Casey Concerned Over Proposed Shipment of Radioactive Material Through the Great Lakes
Joins group of senators in writing a letter to Dept. of Transportation and Canadian Nuclear Safety Commission
WASHINGTON, DC— U.S. Senator Bob Casey joined a group of seven senators expressing concern over a proposed shipment of radioactive material through the Great Lakes and St. Lawrence Seaway by a Canadian Company, Bruce Power Inc.  The letters were sent to Cynthia L. Quarterman, Administrator for the U.S. Department of Transportation’s (DOT) Pipeline and Hazardous Material Safety Administration, Marc Leblanc, Secretary of the Canadian Nuclear Safety Commission, and Jim Prentice, Minister of the Environment for Environment Canada.  The senators sent the letters in reaction to Bruce Power’s proposal to ship radioactively-contaminated nuclear steam generators through the Great Lakes and United States territory.
In the letter to the DOT, the senators wrote, “The Great Lakes are an invaluable resource to our states, providing drinking water to millions and supporting robust economies.  We urge you to comply with both the letter and spirit of the law and reject any proposal that does not protect the Great Lakes or comply with U.S. and international standards.”
The senators wrote that the proposed shipment would enter U.S. waters and therefore urged the Pipeline and Hazardous Material Safety Administration (PHMSA) to comply fully and transparently with the Hazardous Materials Transportation Safety and Security Act’s requirement that the agency “protect against the risk to life, property, and the environment that are inherent in the transportation of hazardous material in intrastate, interstate, and foreign commerce.”
The proposed shipment of sixteen radioactively-contaminated nuclear steam generators would require several exemptions from international radioactive shipping standards because the shipment would exceed the amount of radioactivity allowed for a single shipment and would not comply with current shipping container requirements. 
In the letter to Canadian officials, the senators wrote, “While we understand that the Canadian Nuclear Safety Commission’s approval is likely imminent, we believe significant questions remain regarding the shipment.  We seek assurances that the Canadian Nuclear Safety Commission (CNSC) and Minister of the Environment are conducting thorough and complete reviews of the proposed shipment and data, strictly adhering to international standards, and considering safer alternatives to radioactive shipments through the Great Lakes and contributing radioactive material to the international metal market.”
The senators also noted that this decision appears to set a significant new precedent for the use of the Great Lakes for the shipment of radioactive waste, including potentially high-level radioactive wastes. 
This shipment of sixteen radioactive steam generators, each weighing close to 100 tons, would be shipped through the Georgian Bay, Lake Huron, the St.
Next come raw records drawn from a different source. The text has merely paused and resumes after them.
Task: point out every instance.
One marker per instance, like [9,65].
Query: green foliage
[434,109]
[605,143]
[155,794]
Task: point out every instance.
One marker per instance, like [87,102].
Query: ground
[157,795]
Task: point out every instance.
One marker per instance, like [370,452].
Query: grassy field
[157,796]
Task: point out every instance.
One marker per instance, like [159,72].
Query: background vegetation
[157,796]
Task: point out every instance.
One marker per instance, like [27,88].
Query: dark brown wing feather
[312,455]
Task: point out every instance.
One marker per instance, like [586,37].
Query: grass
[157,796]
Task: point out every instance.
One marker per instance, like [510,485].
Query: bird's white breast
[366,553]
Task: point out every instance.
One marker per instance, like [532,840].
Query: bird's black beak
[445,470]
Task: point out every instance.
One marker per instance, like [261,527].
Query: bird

Clair River, Lake St. Clair, the Detroit River, Lake Erie, Lake Ontario, and the St. Lawrence River before heading across the Atlantic Ocean to Sweden.  Much of the metal from the generators would be melted down and sold as “clean” scrap metal for unrestricted use in commercial products.  This metal is still potentially radioactively-contaminated and such an operation is not authorized in North America.  Any remaining metal would be shipped back to Bruce nuclear power plant in Ontario for on-site storage and/or disposal.